PAR DOCKS
BY ADRIAN THEZE
Adrian Theze is a photographer living and working in Cornwall.
He has worked as a teacher for many years before turning to photography full time. He has a particular interests in contemporary and visual art photography more particularly, photographing industrial and utilitarian architecture. There is a long industrial heritage in Cornwall from the very earliest tin mines to the more modern china clay workings in central Cornwall.
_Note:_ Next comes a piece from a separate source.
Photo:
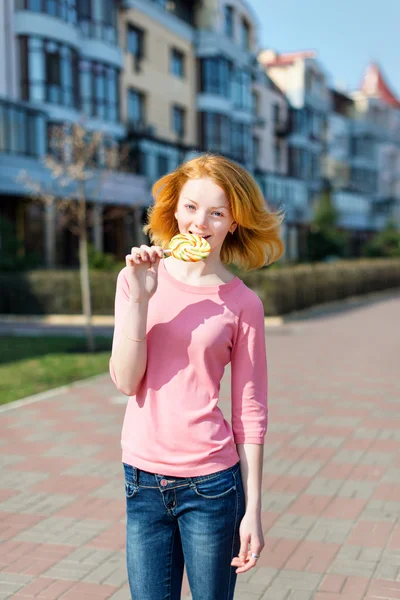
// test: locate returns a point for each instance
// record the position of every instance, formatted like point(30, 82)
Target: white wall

It is the industrial and rural architecture of the past, the sites that lie derelict that hold the biggest draw for Adrian. While many see ugliness, he seeks to find the beauty and to capture the essence of what these sites meant for so many working men and woman over the years. A livelihood, a focus for social interaction, a way of life. When industrial plants close, whole communities are impacted. These are not just buildings, wherever one looks, one can always find evidence of the all-important human element that made these buildings work. It’s this evidence he looks for, he wants to tell the story with his photographs, to get people to look beyond, the rusting steel, decaying concrete and crumbling brickwork.
synopsis
For many years, china clay mined from the hills above St Austell was pumped in suspension to Par Docks where it was stored in huge concrete silos before being dried and loaded aboard ships for export but in 2006, it was announced that the docks would close with the loss of 800 jobs.
One of my earliest memories is paddling in the sea at Par, sinking up to my ankles in sand mixed with china clay, the result of spillages from the docks. This place has been a part of my consciousness for 48 years, I wanted to mark its passing.
These photographs are about my sense of loss and sadness that this closure evokes; my choice of processing serving to emphasise the decline and abandonment. Once a hive of industry, now just echoes of the past and its ghosts remain.
On a site once teeming with people and activity, wagons no longer run along their steel tracks. The vast sheds and huge silos stand empty, their machinery rusting slowly. The café with its strings of bunting still poignantly clinging on, hoping for better times, no longer serves its burgers and chips.
For seaman who needed spiritual guidance with their coffee, a welcome once awaited them at the flying angel club, but this too stands empty. The harbour office no longer takes enquiries and the phone box outside no longer makes calls, it stands at a drunken angle, its door long gone.
In my central image, the cross in the concrete suggests to me the need for an epitaph… ‘rest in peace’ perhaps?